We have friends who are at least two and a half decades older than us. At first, it weirded out both my husband and I; these people were our parents’ age. We had to resist the urge to call them Mr. and Mrs. So-And-So. Why would they want to be friends with us, anyway, we wondered. But they treated us like equals rather than kids and a decade later, we’re still close.

It’s possible, we found, that people in their mid-30s can actually not only get along with, but love Baby Boomers who weren’t forced on them by blood or circumstance. We’re dear friends with these Baby Boomers, who actually aren’t that much different than we are even though we span decades. They’ve been together rubbed the rough edges off their marriage, and we have kids but they don’t. Nonetheless we have a lot in common, and the differences we do have seem valuable rather than alienating. We can talk about them rather than around them, the way you might with your parents or relatives.

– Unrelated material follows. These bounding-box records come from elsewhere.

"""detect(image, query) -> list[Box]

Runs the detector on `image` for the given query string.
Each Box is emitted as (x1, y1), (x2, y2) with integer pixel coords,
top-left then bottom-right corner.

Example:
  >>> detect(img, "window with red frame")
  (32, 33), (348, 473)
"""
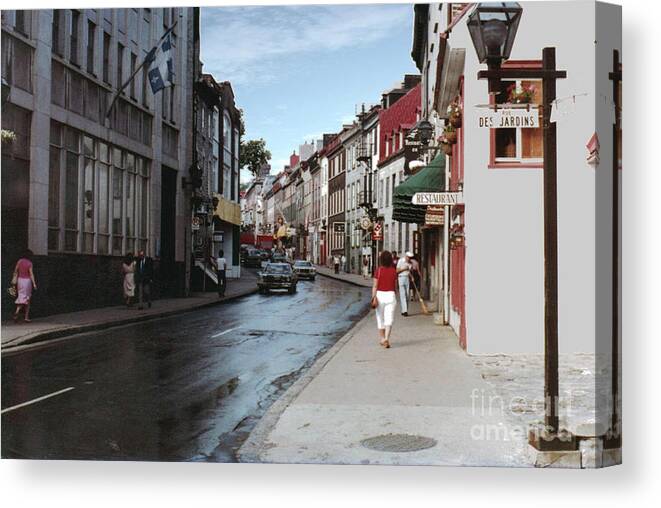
(491, 80), (544, 167)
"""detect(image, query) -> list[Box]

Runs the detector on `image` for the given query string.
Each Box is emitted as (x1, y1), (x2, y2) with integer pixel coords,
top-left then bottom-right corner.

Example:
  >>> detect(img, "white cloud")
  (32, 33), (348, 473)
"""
(202, 5), (411, 85)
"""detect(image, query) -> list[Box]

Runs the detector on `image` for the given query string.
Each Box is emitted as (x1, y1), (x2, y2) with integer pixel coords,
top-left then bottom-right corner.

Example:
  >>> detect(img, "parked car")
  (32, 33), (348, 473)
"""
(259, 249), (271, 261)
(257, 263), (298, 294)
(271, 252), (290, 264)
(294, 259), (317, 280)
(243, 249), (262, 268)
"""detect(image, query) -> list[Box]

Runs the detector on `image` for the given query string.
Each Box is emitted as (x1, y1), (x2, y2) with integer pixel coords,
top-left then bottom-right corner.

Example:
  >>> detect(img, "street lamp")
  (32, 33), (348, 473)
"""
(467, 2), (577, 451)
(468, 2), (523, 93)
(2, 78), (11, 106)
(413, 120), (434, 146)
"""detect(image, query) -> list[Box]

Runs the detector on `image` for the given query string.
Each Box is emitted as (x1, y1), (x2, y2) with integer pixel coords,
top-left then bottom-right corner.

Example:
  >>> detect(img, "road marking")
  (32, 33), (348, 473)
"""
(211, 326), (241, 339)
(0, 386), (75, 414)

It actually means a lot to have friends who are significantly older than us, even if it did weird us out at first.

It also weirded us out when we made friends with people a lot younger than us. College students, for example, who we used to run into at church all the time. But they adored our kids. They were fun; we loved that they had so much ahead of them and were always so excited about it. As friends, they made us laugh. They made us remember when we were college students who went out and drank until late at night, who did stupid stuff and studied all night and lived in dorms with annoying roommates. They valued our friendship; we were older enough to be different, but not so old that we intimidated them. Later they’d tell us how much they learned from us, just by watching us be married and parent. The only thing that sucked? When they graduated and left. We celebrated with them but always mourned a little.

They have so much in front of them, compared to us. And when they have babies they’ll still have more in front of them than we will. Always. As friends, it means something special.

Both older and younger friends fill a different space than people the same age as us. They like different things. Our contemporaries tend to have the same tastes in movies and books and music as we do; they’re our friends because of these things.

But when it comes to older and younger friends, they can introduce us to new stuff. Or when we find we like the same things, it’s sort of delightful. Seinfeld and The West Wing cross generations, we’ve found. But other things don’t, and we trade them back and forth. My mom and her buddies took me to see Mama Mia recently. I thought, dear god, I can’t sit still for that long. But I absolutely, positively, completely loved it, and played the soundtrack for weeks (some of you are probably thinking that Mama Mia isn’t a Boomer thing, but it totally was for me). I also got bamboozled into seeing James Taylor play with Bonnie Raitt. Holy shit, I thought. This is seriously the best concert I’ve ever seen, hands-down no question. Never would have seen it without a Boomer dragging me there.

Making friends with people of different ages has meant so much to us. We’re so glad we got over calling people Mr. and Mrs., that we opened our doors to these random college students. It might seem sappy and stupid. It might seem overly sentimental, but these people have filled a gap in our lives we didn’t know we had. People used to know people in different stages, when families lived close, when towns were smaller (or maybe we just like to think that). But we don’t now. We stay wrapped up in our age group, in the echo chamber of our contemporaries. Reaching beyond that has enriched our lives.

Even when the college students try to recommend their music.